Les accords de Téhéran et de Tripoli en 1971, où les compagnies internationales (y compris les Majors) ont pour la première fois dû établir des négociations avec l'OPEP, et non directement avec les pays producteurs , étaient déjà une amorce de ce qui allait se passer en 1973. Mais le véritable tournant de l'histoire pétrolière reste les événements de 1973 qui, par la suite, seront connus sous le nom de "premier choc pétrolier".

En effet, la réunion entre les compagnies et l'OPEP dans le but de fixer le prix du "brut" eut lieu deux jours après l'éclatement de la guerre entre Israël, l'Égypte et la Syrie. C'est donc dans un climat très tendu que se déroulèrent les négociations. Face au refus des compagnies de négocier une hausse des prix supérieure à 15 %, les six pays exportateurs du Golfe Persique augmentent unilatéralement de 70 % les prix affichés de leur pétrole ; l'Arabian Light, par exemple, passe de 2,989 à 5,119 dollars le baril (Chevalier, 1986).

Le lendemain, les pays membres de l'Organisation des Pays Arabes Exportateurs de Pétrole (OPAEP) décident, à l'exception de l'Irak, de réduire leur production et d'appliquer un embargo contre les pays alliés d'Israël, ce qui représentait une réduction d'environ deux millions de baril/jour sur un marché déjà déficitaire.

La conséquence immédiate fut la panique au sein des pays consommateurs, ce qui se traduisit par un comportement atypique du marché : les prix de commercialisation du pétrole furent fixés au-dessus des prix officiels des pays producteurs. En prenant toujours l'exemple de l'Arabian Light, en décembre 1973, tandis que son prix affiché était de l'ordre de 11,651 dollars par baril, il était commercialisé sur le marché libre jusqu'à 19,35 dollars. Le temps du pétrole bon marché semblait être bien fini !
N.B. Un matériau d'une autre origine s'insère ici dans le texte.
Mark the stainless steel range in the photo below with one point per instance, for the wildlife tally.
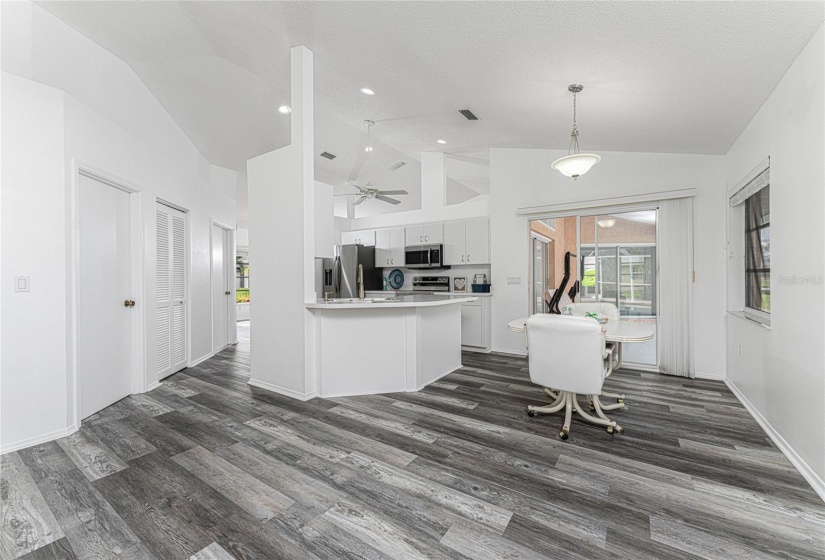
(431, 283)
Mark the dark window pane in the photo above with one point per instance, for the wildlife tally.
(757, 209)
(758, 291)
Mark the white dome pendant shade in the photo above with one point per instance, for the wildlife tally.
(574, 163)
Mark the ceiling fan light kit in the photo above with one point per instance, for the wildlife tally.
(575, 164)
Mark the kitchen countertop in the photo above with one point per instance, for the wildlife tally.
(400, 301)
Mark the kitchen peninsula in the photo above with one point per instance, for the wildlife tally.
(386, 345)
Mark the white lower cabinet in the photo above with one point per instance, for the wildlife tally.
(472, 325)
(476, 325)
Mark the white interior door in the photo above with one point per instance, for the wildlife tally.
(104, 290)
(222, 289)
(171, 289)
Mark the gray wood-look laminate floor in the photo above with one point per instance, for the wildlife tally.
(207, 467)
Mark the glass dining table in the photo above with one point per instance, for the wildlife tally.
(618, 332)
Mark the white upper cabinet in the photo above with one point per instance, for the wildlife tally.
(427, 234)
(389, 247)
(454, 241)
(477, 244)
(365, 237)
(467, 242)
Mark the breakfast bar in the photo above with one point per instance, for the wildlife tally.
(385, 345)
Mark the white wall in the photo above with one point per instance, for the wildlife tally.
(523, 178)
(72, 100)
(282, 192)
(781, 371)
(33, 373)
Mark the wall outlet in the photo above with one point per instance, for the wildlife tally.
(21, 283)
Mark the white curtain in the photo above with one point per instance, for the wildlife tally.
(675, 248)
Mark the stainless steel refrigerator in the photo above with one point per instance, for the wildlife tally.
(341, 272)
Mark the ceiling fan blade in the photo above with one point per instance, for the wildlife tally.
(356, 167)
(387, 199)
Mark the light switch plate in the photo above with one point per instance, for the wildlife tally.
(21, 283)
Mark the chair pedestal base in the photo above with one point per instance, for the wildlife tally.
(569, 402)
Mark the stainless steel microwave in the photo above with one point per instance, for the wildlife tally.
(424, 256)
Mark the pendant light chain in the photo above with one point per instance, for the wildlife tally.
(574, 136)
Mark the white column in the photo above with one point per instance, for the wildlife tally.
(433, 181)
(281, 249)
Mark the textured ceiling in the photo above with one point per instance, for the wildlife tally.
(681, 77)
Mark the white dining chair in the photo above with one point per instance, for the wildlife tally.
(612, 313)
(568, 357)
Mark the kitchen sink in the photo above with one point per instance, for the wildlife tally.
(356, 300)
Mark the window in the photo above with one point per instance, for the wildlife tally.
(758, 251)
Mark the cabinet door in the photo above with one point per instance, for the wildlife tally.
(383, 247)
(433, 233)
(349, 237)
(415, 236)
(477, 244)
(454, 243)
(397, 246)
(472, 325)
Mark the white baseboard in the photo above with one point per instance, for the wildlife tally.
(203, 358)
(710, 376)
(37, 440)
(807, 472)
(282, 390)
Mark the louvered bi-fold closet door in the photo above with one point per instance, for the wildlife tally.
(171, 290)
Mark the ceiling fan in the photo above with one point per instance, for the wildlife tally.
(369, 191)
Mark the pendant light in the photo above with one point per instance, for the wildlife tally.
(574, 163)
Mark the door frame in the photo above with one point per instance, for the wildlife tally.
(139, 380)
(188, 267)
(231, 327)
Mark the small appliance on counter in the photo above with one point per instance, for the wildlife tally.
(480, 284)
(431, 283)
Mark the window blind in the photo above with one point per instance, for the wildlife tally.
(759, 182)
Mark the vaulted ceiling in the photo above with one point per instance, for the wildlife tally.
(682, 77)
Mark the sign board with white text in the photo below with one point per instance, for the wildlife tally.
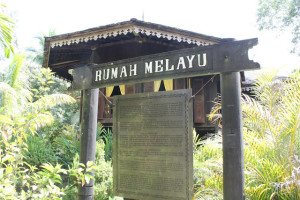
(213, 59)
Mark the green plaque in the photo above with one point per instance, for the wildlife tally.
(153, 146)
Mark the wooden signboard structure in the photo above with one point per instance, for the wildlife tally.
(226, 59)
(153, 145)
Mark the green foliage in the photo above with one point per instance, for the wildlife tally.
(279, 15)
(271, 144)
(39, 151)
(66, 146)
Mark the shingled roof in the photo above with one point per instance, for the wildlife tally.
(115, 42)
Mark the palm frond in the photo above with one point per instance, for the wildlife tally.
(49, 101)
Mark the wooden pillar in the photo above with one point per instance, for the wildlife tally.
(233, 161)
(88, 137)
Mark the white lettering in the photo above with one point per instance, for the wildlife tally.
(204, 60)
(132, 70)
(98, 75)
(114, 73)
(148, 67)
(190, 60)
(158, 65)
(181, 62)
(167, 66)
(106, 74)
(123, 72)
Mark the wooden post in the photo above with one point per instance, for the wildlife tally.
(233, 161)
(88, 137)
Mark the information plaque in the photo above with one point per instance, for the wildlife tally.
(153, 146)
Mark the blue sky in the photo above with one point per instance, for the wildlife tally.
(226, 19)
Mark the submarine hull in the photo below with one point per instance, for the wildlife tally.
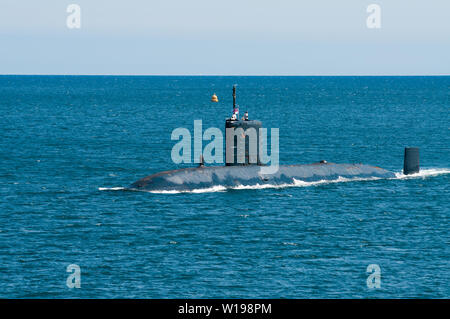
(187, 179)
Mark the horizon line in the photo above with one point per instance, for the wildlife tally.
(229, 75)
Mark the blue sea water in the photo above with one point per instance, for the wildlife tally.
(65, 138)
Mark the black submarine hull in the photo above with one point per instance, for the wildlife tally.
(188, 179)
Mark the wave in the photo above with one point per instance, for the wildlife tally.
(424, 173)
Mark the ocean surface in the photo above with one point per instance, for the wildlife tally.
(69, 144)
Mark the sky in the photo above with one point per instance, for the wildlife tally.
(225, 37)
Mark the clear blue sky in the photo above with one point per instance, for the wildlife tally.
(226, 37)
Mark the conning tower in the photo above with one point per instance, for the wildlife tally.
(242, 138)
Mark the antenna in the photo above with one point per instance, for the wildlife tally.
(234, 96)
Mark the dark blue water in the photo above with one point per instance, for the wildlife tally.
(64, 137)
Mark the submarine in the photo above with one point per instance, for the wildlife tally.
(236, 173)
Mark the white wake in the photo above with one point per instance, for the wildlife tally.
(424, 173)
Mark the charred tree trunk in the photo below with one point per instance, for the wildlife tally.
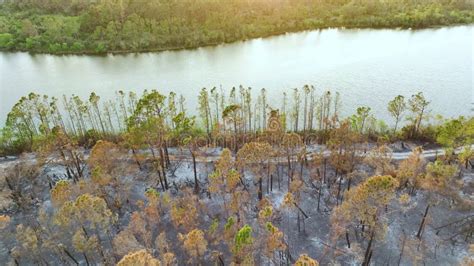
(196, 184)
(368, 251)
(423, 221)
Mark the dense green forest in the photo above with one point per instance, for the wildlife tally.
(136, 180)
(75, 26)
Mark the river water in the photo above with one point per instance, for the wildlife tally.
(368, 67)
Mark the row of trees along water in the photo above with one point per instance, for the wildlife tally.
(224, 120)
(119, 26)
(97, 214)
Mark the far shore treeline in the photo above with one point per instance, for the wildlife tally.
(224, 119)
(72, 26)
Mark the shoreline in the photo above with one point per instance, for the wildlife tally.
(190, 48)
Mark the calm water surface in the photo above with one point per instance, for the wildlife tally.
(368, 67)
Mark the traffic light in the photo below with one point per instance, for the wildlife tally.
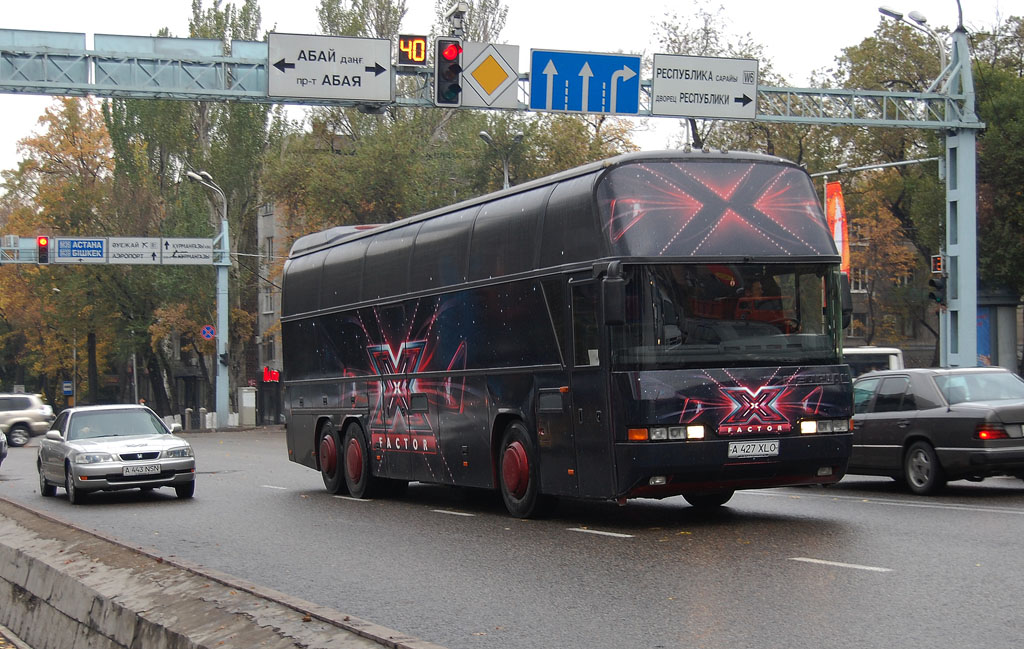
(43, 250)
(938, 290)
(448, 72)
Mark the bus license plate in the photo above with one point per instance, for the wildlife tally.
(144, 469)
(754, 448)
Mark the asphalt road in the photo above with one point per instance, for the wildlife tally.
(860, 564)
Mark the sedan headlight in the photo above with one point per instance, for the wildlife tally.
(93, 458)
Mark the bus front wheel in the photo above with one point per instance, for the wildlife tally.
(356, 464)
(517, 473)
(330, 460)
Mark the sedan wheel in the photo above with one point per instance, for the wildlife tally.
(922, 470)
(18, 436)
(45, 488)
(75, 495)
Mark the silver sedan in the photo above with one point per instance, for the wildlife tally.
(113, 447)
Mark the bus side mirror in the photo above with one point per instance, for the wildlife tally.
(614, 300)
(847, 299)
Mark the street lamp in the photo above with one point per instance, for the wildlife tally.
(223, 263)
(920, 23)
(505, 154)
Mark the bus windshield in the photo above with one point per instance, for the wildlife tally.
(726, 315)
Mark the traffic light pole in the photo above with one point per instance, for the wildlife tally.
(957, 325)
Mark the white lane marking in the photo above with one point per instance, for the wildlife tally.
(890, 503)
(599, 532)
(451, 513)
(839, 564)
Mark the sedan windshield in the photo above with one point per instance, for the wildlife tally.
(987, 386)
(114, 424)
(699, 315)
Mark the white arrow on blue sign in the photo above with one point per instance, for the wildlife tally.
(584, 82)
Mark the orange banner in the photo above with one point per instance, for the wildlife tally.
(838, 223)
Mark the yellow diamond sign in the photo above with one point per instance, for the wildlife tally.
(492, 78)
(489, 75)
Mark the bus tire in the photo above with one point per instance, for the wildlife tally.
(518, 474)
(355, 461)
(329, 451)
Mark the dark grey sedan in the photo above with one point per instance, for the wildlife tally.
(114, 447)
(930, 426)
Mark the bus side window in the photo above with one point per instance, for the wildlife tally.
(586, 335)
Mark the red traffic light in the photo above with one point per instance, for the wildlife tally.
(451, 51)
(43, 250)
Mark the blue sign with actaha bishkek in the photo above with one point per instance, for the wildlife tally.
(81, 250)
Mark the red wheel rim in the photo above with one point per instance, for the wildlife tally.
(353, 460)
(329, 455)
(515, 469)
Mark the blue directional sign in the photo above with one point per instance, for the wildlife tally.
(72, 250)
(584, 82)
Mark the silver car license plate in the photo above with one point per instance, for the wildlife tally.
(141, 469)
(760, 448)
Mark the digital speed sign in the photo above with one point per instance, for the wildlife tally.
(412, 50)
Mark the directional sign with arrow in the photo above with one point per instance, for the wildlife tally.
(330, 68)
(705, 87)
(584, 82)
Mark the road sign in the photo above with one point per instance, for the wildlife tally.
(186, 251)
(583, 82)
(705, 87)
(492, 77)
(133, 250)
(72, 250)
(330, 68)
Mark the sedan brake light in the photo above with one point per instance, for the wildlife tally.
(990, 431)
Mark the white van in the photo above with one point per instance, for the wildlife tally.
(868, 357)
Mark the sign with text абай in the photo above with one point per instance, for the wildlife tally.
(187, 251)
(86, 250)
(133, 250)
(330, 68)
(705, 87)
(584, 82)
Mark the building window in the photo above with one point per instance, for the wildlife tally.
(858, 279)
(268, 299)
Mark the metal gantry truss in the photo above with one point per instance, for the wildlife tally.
(156, 68)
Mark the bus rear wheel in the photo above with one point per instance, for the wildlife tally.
(517, 473)
(330, 459)
(358, 478)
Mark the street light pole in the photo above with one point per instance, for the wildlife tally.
(223, 263)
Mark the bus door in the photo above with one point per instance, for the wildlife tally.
(589, 409)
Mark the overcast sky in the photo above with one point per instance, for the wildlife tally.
(799, 36)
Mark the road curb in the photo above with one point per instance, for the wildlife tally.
(61, 586)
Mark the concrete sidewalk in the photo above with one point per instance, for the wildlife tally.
(65, 588)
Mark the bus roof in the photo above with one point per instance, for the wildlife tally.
(651, 205)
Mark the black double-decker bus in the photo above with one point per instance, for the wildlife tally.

Tout cela a représenté une véritable révolution. Une révolution dans les rapports entre les pays exportateurs et les entreprises internationales, d'abord : les événements de 73 ont signifié la fin de l'emprise absolue des Majors sur l'activité pétrolière mondiale et la confirmation de la montée du pouvoir de l'OPEP. Mais aussi, une révolution dans les modalités d'exercice de l'activité industrielle dans les pays occidentaux : après octobre 1973, en raison de la hausse des prix, les pays consommateurs ont vu leurs dépenses liées aux importations pétrolières multipliées par trois, quatre, voire même cinq. Ce qui va les engager dans la recherche de nouvelles sources d'énergie, ne leur étant plus possible de continuer sur un modèle économique basé sur la surabondance de pétrole à des faibles prix.

Le premier choc pétrolier marque, de fait, le développement des recherches pour transformer le modèle énergétique des pays industriels. C'est le moment où des sources d'énergie non conventionnelles (le nucléaire, l'énergie solaire, etc.) vont connaître un grand essor ; faisant ainsi décroître, à moyen terme, la dépendance des pays consommateurs à l'égard de l'OPEP.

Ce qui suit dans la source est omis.